Collect Statistics in Teradata – Maintenance
1. Maintenance Milestones before you decide
Now that you have defined, collected and evaluated all statistics necessary and helpful, it is time to design the maintenance steps.
First, what are the speed and variance of your Teradata data warehouse objects? What is the most relevant time unit of measurement in it?
Your world is anywhere between a smooth, gradual growth or decline over time and a mostly unpredictable earthquake-like makeover you are never told in advance.
Second, how often are you granted time windows for statistics maintenance and how predictable, stable and how many subjects to debate are they? How much precedence can you give it to other tasks?
The answers to these questions decide how advanced your maintenance task could become.
Keep in mind that any of the following approaches are not due to the nature of a collect statement itself, but due to the environmental constraints you have.
2. Aging and Recollection
As statistics can become outdated in principle, the question is when to refresh them?
The need to give Teradata an update on table statistics results either from healthy development or structural changes. The former is the typical quantitative table content evolve over the ordinary course of business. The latter are business-driven table reconstructions such as the addition or dismissal of table attributes or a “regime change” in the data leading to new kinds of values as well as any physical data model changes such as repartitioning or redefinition of indexes.
Here are recollection approaches we use(d) ourselves or have heard of:
- Just-so recollection of the entire collect combination set every couple of days or when someone “feels the need”.
- Complete recollection of the whole collect combination set every n days or weeks.
- Partial recollection of the whole collect combination during a calendar time window to continue on the next calendar time window until one round is done.
- Triggered partial recollection based on the collection date.
- Triggered partial recollection based on the relative table size change.
We do not recommend to define a fixed time or date schedule for entire recollections as the mere passage of time is typically not the driving force behind what makes statistics outdated. Rather, a sudden table size change, the insertion or deletion of data layers containing new values for individual fields or the recreation of a table due to physical data model changes are a call to action.
The triggered relative size approach is a (semi-)automated way that spreads the recollection over time so that smaller time windows – of which there are typically more – can be used. If done automatically, the most equal spreading possible can be achieved.
But what are triggering criteria?
It is time to recollect when there is a considerable difference between query subset and step figures estimated and the real result values.
3. A Collection statement register
In order not to lose what we have considered the last set of collect combinations, we recommend creating a record table that holds this information.
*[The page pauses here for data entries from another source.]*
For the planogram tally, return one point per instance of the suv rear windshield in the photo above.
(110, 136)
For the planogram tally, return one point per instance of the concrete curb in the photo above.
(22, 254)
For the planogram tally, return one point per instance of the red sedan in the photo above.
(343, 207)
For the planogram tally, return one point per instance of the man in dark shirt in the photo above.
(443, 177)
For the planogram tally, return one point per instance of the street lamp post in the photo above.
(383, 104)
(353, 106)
CREATE MULTISET TABLE P_XYZ_A.DM_STATS_REGISTER, NO FALLBACK,
NO BEFORE JOURNAL,
NO AFTER JOURNAL,
CHECKSUM = DEFAULT
TableName CHAR(30) CHARACTER SET LATIN NOT CASESPECIFIC NOT NULL,
CollectCombination VARCHAR(250) CHARACTER SET LATIN NOT CASESPECIFIC NOT NULL)
PRIMARY INDEX ( TableName, CollectCombination );
The information in this table looks like this:
4. A triggered partial recollection specification:
Based on the register table content (see above), one could define views that return all statistics considered old or missing as well as collection statement templates for selective recollection.
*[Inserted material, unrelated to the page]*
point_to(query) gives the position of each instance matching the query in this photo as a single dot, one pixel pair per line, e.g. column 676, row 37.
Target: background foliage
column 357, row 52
The tricky part here is to derive the current statistics collection state out of the dbc tables.
Once you have the dbc input at hand, you need to decide when and what to collect or recollect.
For a recollection when it is required and spread evenly across time, we use the following procedure:
Store the table size and date of that size in a separate register table as part of the daily activity.
Look at the dbc statistics information to decide the latest collection date of any one statistic for the table.
Compare the current size of the table as of that latest collection date to the current size from now on.
If that size difference is more than 10 percent, select the table and all actual statistics for recollection.
Key features of this recollection specification are:
- Only a part of the entire set of tables is ready for recollection at any time
- A table reappears for recollection until it is done. You do not have to keep in mind what you did as the specification will remind you
- Tables are suggested according to their needs, with stable lookups never mentioned, and space shooting stars up several times in a row
There is a drawback, too:
If you recollect selectively and spontaneously, the chances are that outdated statistics become undetected for a while as the most recent recollection date is the base case.